BAD NENNDORF (pd). In einer Pressemitteilung kritisiert die Wählergemeinschaft Nenndorf (WGN) die Äußerungen des Naturschutzbund (Nabu) -Vorsitzenden Torben Preuß in Bezug auf die auf den Weg gebrachte Kurpark-Sanierung (wir berichteten). Die WGN nehme als Streiter für den Erhalt und die Rekonstruktion des gartenhistorischen Denkmals die Bemerkungen des Vorsitzenden mit Unverständnis und Verwunderung zur Kenntnis. Nach Auffassung der WGN würden alle vom neu gegründeten Nabu-Vorsitzenden gemachten Behauptungen ins Leere laufen und stellen sich bei genauerer Betrachtung eher als Panikmache dar.
Weiter heißt es, der Nabu führt an, dass bei der anstehenden Sanierung des Kurparks 3.500 Quadratmeter Strauchwerk und 35 Bäume unterschiedlichen Durchmessers gefällt werden sollen und stellt dies als "verwerfliche Freveltat" dar. Preuß unterlasse es aber darauf hinzuweisen, dass im Bereich Esplanade durch die Neugestaltung 44 Linden, 19 Platanen und später weitere 19 Linden gepflanzt werden.

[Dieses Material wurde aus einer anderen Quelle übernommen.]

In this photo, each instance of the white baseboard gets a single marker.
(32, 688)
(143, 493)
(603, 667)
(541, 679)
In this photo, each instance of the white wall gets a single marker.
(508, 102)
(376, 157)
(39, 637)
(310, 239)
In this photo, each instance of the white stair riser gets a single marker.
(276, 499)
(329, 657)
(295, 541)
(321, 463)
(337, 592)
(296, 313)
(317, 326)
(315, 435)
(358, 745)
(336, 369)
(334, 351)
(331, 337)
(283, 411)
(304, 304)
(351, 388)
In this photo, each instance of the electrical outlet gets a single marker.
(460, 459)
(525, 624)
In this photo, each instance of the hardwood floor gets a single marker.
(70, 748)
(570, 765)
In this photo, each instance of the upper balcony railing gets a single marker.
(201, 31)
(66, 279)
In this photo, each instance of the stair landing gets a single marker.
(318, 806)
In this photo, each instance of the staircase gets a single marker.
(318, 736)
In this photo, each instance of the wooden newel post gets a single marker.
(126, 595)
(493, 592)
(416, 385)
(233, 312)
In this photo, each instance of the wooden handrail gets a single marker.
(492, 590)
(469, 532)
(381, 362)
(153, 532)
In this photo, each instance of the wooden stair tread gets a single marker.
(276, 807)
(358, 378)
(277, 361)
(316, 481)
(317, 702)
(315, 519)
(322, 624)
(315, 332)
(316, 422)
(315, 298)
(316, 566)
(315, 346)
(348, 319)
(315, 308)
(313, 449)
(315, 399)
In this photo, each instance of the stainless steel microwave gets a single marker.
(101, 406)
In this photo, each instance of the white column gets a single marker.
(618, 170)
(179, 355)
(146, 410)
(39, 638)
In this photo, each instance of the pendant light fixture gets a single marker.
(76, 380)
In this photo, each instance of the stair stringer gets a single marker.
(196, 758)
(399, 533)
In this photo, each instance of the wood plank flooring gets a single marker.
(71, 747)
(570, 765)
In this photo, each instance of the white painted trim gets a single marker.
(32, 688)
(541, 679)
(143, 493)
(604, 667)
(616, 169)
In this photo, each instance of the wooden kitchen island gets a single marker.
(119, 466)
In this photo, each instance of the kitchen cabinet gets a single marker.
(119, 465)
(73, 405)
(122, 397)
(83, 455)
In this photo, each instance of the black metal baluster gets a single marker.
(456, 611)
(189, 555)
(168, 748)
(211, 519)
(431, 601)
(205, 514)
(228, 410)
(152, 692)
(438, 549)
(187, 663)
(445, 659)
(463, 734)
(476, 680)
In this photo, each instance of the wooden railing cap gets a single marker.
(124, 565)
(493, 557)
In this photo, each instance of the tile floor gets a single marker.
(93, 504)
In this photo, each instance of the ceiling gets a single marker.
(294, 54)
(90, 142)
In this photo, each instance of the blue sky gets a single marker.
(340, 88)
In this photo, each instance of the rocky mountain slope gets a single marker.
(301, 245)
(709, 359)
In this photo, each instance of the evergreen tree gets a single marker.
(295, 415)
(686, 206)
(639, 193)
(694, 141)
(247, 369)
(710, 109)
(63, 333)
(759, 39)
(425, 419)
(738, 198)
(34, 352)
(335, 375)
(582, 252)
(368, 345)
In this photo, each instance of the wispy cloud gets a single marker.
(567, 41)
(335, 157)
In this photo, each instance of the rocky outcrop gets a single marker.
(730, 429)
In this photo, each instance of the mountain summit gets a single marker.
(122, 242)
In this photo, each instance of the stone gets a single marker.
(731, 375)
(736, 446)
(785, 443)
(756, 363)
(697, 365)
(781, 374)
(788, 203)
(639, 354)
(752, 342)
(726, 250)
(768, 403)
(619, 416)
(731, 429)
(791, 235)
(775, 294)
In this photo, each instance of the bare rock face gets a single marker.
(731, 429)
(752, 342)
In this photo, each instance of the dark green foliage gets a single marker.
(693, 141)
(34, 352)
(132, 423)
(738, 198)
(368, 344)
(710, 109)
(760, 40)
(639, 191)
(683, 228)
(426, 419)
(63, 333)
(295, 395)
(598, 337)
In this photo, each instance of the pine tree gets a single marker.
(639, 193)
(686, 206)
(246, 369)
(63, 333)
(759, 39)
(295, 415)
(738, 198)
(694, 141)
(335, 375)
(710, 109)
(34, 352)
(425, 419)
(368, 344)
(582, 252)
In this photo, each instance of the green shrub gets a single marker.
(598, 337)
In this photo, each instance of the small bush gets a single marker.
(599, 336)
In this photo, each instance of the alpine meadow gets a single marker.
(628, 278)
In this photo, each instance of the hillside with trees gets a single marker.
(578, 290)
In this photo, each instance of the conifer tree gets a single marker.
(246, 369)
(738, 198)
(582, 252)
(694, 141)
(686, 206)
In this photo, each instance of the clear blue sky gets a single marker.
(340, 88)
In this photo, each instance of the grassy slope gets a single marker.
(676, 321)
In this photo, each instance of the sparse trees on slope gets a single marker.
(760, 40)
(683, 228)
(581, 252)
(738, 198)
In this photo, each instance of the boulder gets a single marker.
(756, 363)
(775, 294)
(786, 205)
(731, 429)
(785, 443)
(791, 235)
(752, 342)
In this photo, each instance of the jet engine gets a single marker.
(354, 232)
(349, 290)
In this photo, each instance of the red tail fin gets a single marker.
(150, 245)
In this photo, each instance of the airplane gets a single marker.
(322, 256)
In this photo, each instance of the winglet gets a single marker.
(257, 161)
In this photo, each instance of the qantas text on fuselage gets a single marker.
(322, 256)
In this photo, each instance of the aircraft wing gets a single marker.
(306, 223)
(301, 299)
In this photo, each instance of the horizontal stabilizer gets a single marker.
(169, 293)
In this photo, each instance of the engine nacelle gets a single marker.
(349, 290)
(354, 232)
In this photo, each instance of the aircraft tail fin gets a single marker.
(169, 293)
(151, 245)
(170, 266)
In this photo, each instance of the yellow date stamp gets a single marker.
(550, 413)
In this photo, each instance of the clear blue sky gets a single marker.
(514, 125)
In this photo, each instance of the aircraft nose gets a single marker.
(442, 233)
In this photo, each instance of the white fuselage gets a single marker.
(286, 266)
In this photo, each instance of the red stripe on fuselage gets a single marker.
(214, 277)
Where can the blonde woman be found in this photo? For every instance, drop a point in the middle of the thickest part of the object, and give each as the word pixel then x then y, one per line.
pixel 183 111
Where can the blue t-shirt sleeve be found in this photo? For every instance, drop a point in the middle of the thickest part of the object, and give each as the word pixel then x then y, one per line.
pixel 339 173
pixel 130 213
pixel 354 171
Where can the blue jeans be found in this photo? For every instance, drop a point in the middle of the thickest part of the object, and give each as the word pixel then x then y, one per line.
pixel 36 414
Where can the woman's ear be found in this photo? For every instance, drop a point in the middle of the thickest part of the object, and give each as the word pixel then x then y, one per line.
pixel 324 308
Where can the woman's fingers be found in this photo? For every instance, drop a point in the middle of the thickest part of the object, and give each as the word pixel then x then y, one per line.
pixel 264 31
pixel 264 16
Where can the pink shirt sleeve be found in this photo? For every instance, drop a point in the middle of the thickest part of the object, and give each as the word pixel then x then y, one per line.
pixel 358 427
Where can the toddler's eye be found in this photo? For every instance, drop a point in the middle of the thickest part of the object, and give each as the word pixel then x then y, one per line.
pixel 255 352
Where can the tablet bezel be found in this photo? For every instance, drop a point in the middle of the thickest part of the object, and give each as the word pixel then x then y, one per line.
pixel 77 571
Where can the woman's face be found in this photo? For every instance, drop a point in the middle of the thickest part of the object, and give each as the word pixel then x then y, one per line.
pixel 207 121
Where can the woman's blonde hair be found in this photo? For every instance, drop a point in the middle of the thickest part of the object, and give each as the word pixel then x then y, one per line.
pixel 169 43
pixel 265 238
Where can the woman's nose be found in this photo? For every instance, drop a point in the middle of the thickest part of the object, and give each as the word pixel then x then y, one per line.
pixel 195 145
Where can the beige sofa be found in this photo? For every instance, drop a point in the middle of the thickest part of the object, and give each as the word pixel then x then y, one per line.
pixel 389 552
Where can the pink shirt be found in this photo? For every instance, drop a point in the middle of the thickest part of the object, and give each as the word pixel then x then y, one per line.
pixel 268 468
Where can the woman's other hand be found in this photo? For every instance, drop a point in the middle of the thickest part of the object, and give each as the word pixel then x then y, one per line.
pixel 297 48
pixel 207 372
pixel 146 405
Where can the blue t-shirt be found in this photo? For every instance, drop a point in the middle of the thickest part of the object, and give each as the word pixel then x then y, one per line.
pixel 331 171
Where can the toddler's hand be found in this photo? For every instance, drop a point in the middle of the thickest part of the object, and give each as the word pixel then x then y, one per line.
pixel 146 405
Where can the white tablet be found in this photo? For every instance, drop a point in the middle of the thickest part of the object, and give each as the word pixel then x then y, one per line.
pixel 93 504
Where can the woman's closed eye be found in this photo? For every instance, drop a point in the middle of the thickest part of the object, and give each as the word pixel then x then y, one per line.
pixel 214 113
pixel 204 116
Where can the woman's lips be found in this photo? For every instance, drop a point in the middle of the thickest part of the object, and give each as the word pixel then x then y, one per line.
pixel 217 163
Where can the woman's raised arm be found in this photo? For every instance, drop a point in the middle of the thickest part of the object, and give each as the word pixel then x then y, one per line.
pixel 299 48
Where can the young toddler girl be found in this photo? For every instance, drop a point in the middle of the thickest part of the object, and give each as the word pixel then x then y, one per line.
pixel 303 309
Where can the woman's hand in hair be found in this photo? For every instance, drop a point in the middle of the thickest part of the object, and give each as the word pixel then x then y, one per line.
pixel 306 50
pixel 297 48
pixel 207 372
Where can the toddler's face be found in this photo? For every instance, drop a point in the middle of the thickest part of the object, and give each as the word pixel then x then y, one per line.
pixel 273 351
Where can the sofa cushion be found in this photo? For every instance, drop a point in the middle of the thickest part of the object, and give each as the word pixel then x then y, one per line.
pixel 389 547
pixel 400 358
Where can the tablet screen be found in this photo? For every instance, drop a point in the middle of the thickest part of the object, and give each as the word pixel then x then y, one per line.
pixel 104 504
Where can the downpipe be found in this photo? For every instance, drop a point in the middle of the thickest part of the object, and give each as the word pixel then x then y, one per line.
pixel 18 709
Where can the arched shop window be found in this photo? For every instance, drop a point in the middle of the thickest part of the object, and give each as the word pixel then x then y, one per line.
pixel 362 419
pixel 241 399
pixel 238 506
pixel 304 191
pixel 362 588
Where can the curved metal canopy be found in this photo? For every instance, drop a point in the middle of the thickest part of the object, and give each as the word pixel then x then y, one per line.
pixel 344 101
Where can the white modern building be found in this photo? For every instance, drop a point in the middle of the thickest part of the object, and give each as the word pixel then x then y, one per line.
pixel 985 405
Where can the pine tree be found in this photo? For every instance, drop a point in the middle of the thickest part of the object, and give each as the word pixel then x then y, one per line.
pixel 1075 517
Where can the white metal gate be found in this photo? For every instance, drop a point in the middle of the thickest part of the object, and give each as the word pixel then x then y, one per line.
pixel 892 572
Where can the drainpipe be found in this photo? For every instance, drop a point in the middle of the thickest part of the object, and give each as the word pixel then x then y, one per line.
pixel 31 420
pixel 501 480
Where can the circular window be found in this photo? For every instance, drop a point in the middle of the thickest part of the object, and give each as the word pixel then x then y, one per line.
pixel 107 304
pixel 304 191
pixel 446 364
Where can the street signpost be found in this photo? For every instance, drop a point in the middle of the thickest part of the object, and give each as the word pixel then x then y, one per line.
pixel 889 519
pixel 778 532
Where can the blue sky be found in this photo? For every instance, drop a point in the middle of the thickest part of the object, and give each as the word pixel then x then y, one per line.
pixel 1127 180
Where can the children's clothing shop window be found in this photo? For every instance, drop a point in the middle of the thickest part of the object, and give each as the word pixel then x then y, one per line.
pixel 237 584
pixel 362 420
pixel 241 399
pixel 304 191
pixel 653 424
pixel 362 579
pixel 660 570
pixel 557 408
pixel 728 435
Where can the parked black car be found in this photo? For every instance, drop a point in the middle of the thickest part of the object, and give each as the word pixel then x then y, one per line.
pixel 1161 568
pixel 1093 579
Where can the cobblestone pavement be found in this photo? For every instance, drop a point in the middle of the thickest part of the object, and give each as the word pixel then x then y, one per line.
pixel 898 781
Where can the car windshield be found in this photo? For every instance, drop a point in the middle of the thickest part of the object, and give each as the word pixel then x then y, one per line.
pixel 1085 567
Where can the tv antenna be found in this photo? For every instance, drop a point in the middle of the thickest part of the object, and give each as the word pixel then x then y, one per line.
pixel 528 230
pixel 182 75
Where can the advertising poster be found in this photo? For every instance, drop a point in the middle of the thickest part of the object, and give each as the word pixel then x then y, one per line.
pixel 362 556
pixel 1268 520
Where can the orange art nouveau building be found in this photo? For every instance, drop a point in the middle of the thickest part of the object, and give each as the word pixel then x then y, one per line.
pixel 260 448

Somit würde sich bei einem Verlust von 35 Bäumen eine Neuanpflanzung von 79 Bäumen, also 44 Bäume mehr als zur Zeit. "Dies sollte für jeden Naturschützer ein Grund zur Freude sein, zumal es sich hier nicht um eine Naturlandschaft, sondern um eine denkmalgeschützte Parkanlage handelt", führt der WGN-Vorsitzende Frank Steen fort.
Die Rekonstruktion der Esplanade unter der Berücksichtigung der historischen Strukturen sollen den Platz neben der Wandelhalle für Veranstaltungen besser nutzbar machen. Dafür müssen die Anfang der 70er Jahre angelegten Hügelbeete entfernt werden.
Dass die Umgestaltung dann einen geringeren Pflegeaufwand als bisher zur Folge haben wird, sollte bei überwiegender Finanzierung durch Steuermittel positiv gesehen werden, ist die WGN überzeugt.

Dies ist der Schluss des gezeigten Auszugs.